She was an infant when she and her parents fled Nazi Germany in 1939. They were among the passengers, mostly Jewish refugees, on the ill-fated journey of the ocean liner MS St. Louis that became known as the Voyage of the Damned.
The refugees tried to disembark in Cuba, but were denied permission. Canada and the United States also refused to let them in.
Ruth B. Mandel and her parents were among the fortunate few who made it to England. More than 600 of the 937 passengers of the St. Louis were taken in by European countries overrun by the Nazis — eventually perishing in the death camps
On this day in 1999, Mandel described that “journey to nowhere” at a Days of Remembrance ceremony at the US Capitol in Washington DC. She talked about having recently seen, for the first time, at the US Holocaust Memorial Museum, her mother’s signature on a document from the St. Louis.

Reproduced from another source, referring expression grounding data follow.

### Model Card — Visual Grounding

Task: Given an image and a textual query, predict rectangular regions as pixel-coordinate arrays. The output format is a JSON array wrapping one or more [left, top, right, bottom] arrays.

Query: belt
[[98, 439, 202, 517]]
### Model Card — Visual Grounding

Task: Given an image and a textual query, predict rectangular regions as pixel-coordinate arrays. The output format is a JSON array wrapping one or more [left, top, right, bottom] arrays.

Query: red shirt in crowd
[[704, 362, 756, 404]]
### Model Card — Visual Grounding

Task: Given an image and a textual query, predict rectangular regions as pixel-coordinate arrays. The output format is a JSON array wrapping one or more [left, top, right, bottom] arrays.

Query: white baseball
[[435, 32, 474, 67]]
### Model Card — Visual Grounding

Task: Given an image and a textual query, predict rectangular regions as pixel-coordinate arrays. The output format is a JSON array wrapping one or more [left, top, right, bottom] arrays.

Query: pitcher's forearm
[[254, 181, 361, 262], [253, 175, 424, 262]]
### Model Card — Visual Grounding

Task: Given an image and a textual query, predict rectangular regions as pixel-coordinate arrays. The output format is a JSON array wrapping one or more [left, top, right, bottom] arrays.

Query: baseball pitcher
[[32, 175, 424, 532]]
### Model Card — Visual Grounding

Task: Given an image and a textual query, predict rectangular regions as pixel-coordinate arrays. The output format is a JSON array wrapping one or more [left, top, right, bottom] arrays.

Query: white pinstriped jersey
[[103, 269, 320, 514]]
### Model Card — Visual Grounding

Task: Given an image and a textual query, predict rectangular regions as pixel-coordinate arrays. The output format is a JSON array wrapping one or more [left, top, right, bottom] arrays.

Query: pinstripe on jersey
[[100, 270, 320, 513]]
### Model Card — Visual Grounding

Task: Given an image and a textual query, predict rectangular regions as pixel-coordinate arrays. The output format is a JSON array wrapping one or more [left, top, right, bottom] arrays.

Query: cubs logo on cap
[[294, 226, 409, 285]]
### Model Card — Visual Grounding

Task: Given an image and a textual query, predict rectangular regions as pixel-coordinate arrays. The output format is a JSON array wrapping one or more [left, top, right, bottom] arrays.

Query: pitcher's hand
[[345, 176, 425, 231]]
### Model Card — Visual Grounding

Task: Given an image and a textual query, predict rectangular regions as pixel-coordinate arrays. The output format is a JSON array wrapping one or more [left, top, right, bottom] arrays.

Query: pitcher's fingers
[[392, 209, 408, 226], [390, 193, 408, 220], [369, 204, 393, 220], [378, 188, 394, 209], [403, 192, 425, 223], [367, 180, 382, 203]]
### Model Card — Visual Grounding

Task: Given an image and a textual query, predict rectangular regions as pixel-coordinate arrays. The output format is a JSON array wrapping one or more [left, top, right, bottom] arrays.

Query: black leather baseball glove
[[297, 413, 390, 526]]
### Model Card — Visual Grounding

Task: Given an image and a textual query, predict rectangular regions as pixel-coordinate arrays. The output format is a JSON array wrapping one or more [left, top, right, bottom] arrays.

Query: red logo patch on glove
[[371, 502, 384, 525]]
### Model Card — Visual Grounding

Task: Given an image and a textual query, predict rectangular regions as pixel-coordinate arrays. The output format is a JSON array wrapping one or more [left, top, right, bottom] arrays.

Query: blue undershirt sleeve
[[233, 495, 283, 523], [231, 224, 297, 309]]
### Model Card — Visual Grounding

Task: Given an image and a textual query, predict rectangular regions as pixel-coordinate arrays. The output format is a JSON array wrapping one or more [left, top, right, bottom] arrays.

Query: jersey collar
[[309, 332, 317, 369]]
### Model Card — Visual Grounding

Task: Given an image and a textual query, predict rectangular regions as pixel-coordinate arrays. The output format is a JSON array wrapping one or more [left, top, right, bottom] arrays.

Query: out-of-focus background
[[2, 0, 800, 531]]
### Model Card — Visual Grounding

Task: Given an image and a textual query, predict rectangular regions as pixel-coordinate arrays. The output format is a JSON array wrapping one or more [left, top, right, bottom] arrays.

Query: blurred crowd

It was, she said, a chilling reminder: “What you see here can happen. And it did happen.”
After the war, Mandel and her parents moved to the US. She earned her PhD in English literature and went on to become director of the influential Eagleton Institute of Politics at Rutgers University, and she ran the influential Center for American Women and Politics.
In 1983, she authored In the Running: The New Woman Candidate, the first book to focus on the growing trend of women rising to leadership positions in politics.
And after years of silence on the subject, she began speaking in public about her family’s wartime experience.
“For most of my life, I could not have stood at a podium and spoken about the St. Louis,” she said at the Days of Remembrance Ceremony. “It was a subject for the privacy of our family, not material for exposure to public view.”
But she came to believe in the value of memory — and the need to pass it on.
I do not know for sure that we learn from the past. I have my doubts that recalling evil can make people good.
But at least we have to try. As an act of faith, we have to try.
“Now I do speak in public,” she said. “I do not know for sure that we learn from the past. I have my doubts that recalling evil can make people good. But at least we have to try. As an act of faith, we have to try.”